Rappelons ici que, dans son ultimatum du 23 septembre 1838, notre premier agent consulaire avait présenté ses conditions sous une forme inexorable ; il exigeait :

1o Comme réparation du passé, des indemnités pour les Français lésés par les autorités locales ; on citait nominalement les ayant-cause, et l’on fixait la quotité des allocations ;

2o Comme satisfaction présente due à la France, la destitution du général Ramirez, qu’il accusait d’attentat contre notre compatriote Lavie ;

3o Comme garantie d’avenir, le traitement de la nation la plus favorisée pour nos nationaux établis dans le pays, au moins en ce qui concerne les personnes et les propriétés.

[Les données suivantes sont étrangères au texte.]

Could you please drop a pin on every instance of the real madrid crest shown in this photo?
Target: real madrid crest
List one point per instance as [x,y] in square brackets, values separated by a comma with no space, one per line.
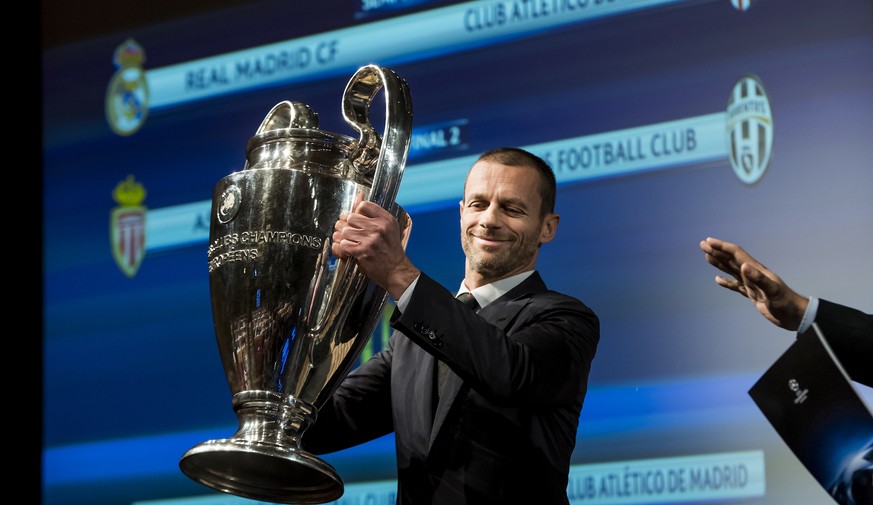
[127,98]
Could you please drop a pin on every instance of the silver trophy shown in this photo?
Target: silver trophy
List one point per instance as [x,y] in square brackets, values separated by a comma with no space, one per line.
[290,318]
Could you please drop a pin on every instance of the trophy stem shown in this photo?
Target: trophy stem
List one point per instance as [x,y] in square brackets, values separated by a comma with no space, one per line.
[263,460]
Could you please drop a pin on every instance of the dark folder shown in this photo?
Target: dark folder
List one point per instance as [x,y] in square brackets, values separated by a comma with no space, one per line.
[813,405]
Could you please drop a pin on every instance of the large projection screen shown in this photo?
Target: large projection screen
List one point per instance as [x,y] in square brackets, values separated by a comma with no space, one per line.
[666,121]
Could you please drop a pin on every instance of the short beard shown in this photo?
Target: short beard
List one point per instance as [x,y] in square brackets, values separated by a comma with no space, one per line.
[499,266]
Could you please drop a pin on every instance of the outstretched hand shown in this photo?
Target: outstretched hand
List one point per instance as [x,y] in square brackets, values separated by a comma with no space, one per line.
[771,295]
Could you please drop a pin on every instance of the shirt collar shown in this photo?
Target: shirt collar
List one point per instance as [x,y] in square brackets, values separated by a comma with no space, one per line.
[490,292]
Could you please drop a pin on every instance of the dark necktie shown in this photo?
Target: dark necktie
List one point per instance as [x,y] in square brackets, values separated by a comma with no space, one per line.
[443,369]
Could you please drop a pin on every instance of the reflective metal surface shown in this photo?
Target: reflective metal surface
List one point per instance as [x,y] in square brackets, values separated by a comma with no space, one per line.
[290,318]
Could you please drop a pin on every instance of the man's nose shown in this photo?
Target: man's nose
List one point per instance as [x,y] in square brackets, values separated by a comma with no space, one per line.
[490,217]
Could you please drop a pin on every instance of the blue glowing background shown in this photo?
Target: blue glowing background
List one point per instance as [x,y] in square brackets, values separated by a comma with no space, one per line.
[131,373]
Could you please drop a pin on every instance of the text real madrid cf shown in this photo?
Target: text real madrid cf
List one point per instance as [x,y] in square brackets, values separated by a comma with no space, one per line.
[631,149]
[496,14]
[265,65]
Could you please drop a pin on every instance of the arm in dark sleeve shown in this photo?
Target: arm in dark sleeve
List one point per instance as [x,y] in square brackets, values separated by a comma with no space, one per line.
[850,334]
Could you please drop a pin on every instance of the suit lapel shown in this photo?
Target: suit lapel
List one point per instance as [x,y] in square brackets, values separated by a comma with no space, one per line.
[501,313]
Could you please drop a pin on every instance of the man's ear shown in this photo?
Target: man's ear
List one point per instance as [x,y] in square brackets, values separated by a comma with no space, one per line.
[549,228]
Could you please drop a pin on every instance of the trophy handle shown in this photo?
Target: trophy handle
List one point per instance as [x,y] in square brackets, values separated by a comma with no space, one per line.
[359,93]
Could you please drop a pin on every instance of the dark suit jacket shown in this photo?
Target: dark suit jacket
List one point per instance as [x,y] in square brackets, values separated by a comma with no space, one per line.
[505,428]
[849,332]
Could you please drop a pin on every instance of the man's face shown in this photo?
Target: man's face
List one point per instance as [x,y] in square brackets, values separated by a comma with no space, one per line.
[501,225]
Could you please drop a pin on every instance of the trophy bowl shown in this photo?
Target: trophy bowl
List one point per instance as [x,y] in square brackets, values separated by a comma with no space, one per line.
[290,318]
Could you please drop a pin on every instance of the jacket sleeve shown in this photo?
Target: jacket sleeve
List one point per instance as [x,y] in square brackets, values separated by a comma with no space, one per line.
[849,332]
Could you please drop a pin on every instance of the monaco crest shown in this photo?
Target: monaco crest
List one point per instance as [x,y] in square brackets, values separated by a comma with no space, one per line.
[127,225]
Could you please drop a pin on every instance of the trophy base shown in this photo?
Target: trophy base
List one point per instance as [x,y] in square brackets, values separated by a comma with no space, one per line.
[262,471]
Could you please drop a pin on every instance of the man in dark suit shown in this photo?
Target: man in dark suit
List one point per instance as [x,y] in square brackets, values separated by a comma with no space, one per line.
[849,331]
[502,428]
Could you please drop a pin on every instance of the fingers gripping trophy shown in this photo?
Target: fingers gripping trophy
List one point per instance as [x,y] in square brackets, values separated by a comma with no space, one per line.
[291,319]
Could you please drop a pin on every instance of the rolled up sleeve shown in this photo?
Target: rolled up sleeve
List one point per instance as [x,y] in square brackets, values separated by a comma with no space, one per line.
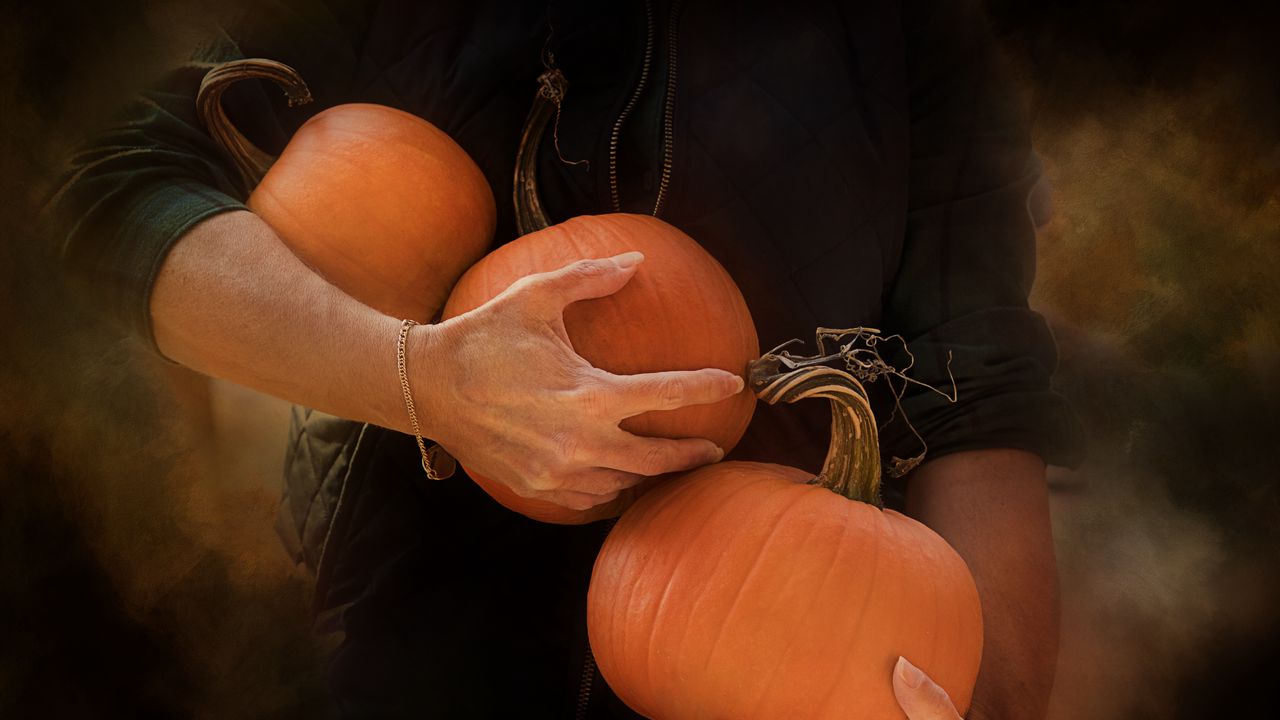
[138,186]
[960,297]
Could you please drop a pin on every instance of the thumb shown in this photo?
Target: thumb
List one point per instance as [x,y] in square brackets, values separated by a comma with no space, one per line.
[920,697]
[584,279]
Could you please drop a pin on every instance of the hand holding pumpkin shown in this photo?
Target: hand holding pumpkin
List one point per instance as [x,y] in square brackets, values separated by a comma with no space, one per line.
[507,395]
[919,696]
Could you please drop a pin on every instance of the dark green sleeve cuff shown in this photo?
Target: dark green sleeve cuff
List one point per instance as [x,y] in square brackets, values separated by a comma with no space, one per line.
[122,269]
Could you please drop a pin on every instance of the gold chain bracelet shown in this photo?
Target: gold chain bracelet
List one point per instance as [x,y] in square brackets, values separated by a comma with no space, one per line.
[437,463]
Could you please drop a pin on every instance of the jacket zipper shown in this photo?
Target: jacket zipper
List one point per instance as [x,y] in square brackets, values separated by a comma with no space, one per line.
[626,109]
[668,144]
[668,109]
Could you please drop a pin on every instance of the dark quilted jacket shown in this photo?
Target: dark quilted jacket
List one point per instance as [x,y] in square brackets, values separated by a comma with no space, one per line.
[850,163]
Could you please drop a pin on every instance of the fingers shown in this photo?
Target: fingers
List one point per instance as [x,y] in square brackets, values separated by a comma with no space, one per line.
[657,456]
[584,279]
[920,697]
[634,395]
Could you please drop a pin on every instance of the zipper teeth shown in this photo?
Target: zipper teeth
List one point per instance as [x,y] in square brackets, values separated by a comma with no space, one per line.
[626,110]
[584,691]
[668,110]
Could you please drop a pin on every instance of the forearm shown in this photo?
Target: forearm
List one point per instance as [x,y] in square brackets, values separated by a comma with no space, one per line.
[992,506]
[232,301]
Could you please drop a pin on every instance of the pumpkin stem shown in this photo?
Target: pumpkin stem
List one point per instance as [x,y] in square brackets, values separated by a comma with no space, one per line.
[250,160]
[530,215]
[853,465]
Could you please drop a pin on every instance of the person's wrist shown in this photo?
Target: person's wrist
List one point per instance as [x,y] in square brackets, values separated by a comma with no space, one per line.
[423,359]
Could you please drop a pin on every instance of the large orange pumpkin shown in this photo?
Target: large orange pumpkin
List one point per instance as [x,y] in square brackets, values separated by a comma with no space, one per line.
[380,203]
[754,591]
[680,311]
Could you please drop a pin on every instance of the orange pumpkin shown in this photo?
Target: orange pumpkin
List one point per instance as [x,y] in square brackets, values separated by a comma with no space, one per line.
[379,201]
[680,311]
[754,591]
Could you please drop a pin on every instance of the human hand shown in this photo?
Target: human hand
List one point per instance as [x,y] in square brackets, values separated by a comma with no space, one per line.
[511,400]
[920,697]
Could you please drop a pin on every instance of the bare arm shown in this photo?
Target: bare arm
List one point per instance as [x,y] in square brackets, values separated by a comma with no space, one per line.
[501,387]
[992,506]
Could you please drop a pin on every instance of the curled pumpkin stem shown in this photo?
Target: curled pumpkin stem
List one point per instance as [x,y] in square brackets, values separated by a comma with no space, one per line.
[250,160]
[853,458]
[863,361]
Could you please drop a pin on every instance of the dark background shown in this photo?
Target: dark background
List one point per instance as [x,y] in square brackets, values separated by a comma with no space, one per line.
[138,575]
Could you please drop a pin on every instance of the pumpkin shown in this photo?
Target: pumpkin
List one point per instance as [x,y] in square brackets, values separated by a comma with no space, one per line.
[748,589]
[380,203]
[680,311]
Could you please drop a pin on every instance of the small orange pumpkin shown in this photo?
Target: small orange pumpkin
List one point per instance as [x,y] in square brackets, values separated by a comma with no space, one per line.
[755,591]
[680,311]
[380,203]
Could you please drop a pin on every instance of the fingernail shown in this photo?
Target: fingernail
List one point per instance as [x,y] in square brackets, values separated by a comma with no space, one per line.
[910,674]
[629,259]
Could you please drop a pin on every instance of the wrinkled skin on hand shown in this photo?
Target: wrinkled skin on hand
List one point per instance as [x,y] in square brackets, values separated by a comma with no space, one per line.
[512,400]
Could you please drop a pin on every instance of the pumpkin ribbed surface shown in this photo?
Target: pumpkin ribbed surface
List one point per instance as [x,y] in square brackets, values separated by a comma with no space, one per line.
[382,204]
[739,591]
[680,311]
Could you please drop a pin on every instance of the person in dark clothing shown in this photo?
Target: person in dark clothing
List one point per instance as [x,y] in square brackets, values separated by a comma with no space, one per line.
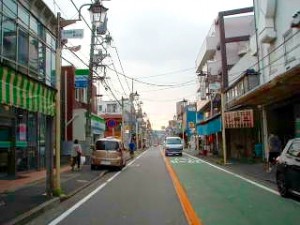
[76,154]
[131,148]
[274,150]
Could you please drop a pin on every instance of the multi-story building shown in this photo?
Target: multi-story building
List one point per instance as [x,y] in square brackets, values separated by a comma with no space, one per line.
[224,46]
[27,84]
[74,108]
[111,111]
[269,85]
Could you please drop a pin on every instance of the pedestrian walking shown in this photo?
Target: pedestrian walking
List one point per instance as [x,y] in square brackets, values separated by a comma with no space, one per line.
[76,154]
[132,148]
[274,150]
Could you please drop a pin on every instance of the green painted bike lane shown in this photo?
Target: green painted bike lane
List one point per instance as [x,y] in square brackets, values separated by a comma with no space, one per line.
[220,198]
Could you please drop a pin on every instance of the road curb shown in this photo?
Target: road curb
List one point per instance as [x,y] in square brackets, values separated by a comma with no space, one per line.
[63,198]
[26,217]
[38,210]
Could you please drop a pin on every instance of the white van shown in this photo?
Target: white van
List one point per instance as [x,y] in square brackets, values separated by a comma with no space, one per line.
[173,146]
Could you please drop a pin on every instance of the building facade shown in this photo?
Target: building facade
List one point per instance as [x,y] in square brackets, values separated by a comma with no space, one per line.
[27,85]
[226,43]
[74,108]
[270,86]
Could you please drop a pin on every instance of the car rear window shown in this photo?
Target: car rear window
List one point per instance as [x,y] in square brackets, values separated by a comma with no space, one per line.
[173,141]
[107,145]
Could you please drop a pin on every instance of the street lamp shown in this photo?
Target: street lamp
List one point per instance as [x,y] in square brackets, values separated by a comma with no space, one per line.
[184,101]
[98,17]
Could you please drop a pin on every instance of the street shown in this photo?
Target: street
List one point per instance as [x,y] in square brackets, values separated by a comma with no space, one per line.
[143,193]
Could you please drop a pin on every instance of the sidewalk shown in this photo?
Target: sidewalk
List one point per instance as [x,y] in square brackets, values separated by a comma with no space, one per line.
[253,171]
[24,198]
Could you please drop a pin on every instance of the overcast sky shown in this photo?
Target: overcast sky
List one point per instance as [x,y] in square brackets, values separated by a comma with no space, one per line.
[158,42]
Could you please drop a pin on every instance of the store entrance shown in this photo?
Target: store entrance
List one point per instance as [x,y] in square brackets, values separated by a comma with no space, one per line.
[6,146]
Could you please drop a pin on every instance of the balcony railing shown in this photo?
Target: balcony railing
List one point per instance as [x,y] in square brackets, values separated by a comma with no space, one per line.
[207,51]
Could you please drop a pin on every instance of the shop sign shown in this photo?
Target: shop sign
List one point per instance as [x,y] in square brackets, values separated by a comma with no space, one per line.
[72,34]
[22,132]
[239,119]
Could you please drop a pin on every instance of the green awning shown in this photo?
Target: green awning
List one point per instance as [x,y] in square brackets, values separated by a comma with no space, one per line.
[19,91]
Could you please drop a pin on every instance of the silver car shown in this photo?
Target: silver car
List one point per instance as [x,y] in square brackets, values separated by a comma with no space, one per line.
[173,146]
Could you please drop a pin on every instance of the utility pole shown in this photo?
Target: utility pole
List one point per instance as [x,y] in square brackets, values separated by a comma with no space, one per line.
[58,106]
[90,89]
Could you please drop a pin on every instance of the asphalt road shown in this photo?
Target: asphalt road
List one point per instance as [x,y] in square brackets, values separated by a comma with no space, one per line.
[221,197]
[142,193]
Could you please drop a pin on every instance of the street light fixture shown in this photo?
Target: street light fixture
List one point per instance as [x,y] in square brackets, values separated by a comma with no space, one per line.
[184,101]
[98,13]
[98,17]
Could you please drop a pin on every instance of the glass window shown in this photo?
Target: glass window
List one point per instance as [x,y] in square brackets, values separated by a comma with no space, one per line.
[107,145]
[23,16]
[41,31]
[10,8]
[33,53]
[173,141]
[48,66]
[289,46]
[294,150]
[23,47]
[53,71]
[34,25]
[111,108]
[42,61]
[50,40]
[9,39]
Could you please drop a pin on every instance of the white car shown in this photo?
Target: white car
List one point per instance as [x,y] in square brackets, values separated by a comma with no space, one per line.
[173,146]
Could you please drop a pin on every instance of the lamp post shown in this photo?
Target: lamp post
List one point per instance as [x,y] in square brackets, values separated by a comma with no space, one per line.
[98,18]
[184,101]
[98,13]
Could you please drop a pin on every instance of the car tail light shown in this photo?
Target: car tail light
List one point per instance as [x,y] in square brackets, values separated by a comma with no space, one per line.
[278,159]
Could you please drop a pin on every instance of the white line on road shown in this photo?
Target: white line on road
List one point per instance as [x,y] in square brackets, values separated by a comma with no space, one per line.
[82,201]
[236,175]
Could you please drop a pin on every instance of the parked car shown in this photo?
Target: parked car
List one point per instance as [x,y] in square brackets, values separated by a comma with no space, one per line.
[288,169]
[108,152]
[173,146]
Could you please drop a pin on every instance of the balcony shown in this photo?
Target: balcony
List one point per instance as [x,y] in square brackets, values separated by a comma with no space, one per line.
[214,67]
[207,51]
[243,85]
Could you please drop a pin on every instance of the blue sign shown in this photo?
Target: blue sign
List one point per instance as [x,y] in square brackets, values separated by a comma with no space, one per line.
[81,81]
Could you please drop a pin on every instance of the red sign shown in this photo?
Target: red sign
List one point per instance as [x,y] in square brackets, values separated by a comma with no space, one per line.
[111,123]
[239,119]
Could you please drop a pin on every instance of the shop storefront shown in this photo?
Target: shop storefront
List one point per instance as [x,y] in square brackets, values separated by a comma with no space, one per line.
[98,127]
[25,107]
[210,130]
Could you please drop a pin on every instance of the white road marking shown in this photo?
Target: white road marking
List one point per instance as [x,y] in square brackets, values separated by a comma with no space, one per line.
[185,161]
[86,198]
[236,175]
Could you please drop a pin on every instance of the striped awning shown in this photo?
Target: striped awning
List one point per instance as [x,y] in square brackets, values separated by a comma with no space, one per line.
[19,91]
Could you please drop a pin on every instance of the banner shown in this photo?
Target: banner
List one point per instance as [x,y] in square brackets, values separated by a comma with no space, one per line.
[239,119]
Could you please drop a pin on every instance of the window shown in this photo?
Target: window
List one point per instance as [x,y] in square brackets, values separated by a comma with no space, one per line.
[34,26]
[42,61]
[288,46]
[173,141]
[23,47]
[10,9]
[23,16]
[111,108]
[48,66]
[33,53]
[9,39]
[107,145]
[294,150]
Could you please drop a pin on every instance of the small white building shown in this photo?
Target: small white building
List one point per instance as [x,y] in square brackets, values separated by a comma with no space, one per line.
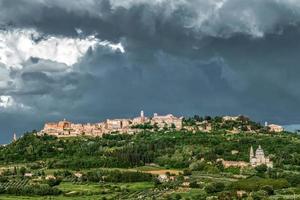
[259,158]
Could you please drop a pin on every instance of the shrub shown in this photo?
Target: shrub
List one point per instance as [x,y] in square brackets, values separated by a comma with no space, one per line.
[215,187]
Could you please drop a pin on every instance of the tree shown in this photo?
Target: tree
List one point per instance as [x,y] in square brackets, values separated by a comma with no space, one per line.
[53,181]
[215,187]
[22,171]
[261,170]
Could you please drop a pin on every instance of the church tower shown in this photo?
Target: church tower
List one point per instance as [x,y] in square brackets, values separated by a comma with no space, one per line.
[142,116]
[251,152]
[14,137]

Dans les propositions du commodore, les termes n’étaient plus aussi rigoureux ; il demandait comme base des conférences : 1o la jouissance pour nos nationaux, quant à leurs personnes et leurs propriétés, de la protection qui est accordée à tous les autres étrangers qui n’ont aucun traité positif ; 2o le même traitement pour ce qui est relatif au service militaire ; 3o le principe des indemnités seulement, mais avec arbitrage. Il stipulait en outre la remise de l’île de Martin-Garcia, et, afin de ne point heurter une loi fondamentale de la république par laquelle il est défendu au gouverneur-général de traiter avec un chef à la tête d’une force armée, il promettait qu’à l’arrivée de M. Buchet-Martigny l’escadre de blocus se retirerait hors de vue de la ville, vers la pointe de l’Indio ou à la Colonia. Mais les contre-propositions du général Rosas étaient bien loin de ce projet, déjà si mitigé. Il n’accordait aux citoyens français, « pour leurs personnes et leurs propriétés, que la protection que la loi accorde à tous les étrangers qui n’ont aucun traité, et, pour ce qui a rapport au service militaire, que le traitement de ces mêmes étrangers ; il posait le principe des indemnités réciproques, considérant comme dommages indemnisables par la France les effets de notre blocus, avec décision d’arbitres. »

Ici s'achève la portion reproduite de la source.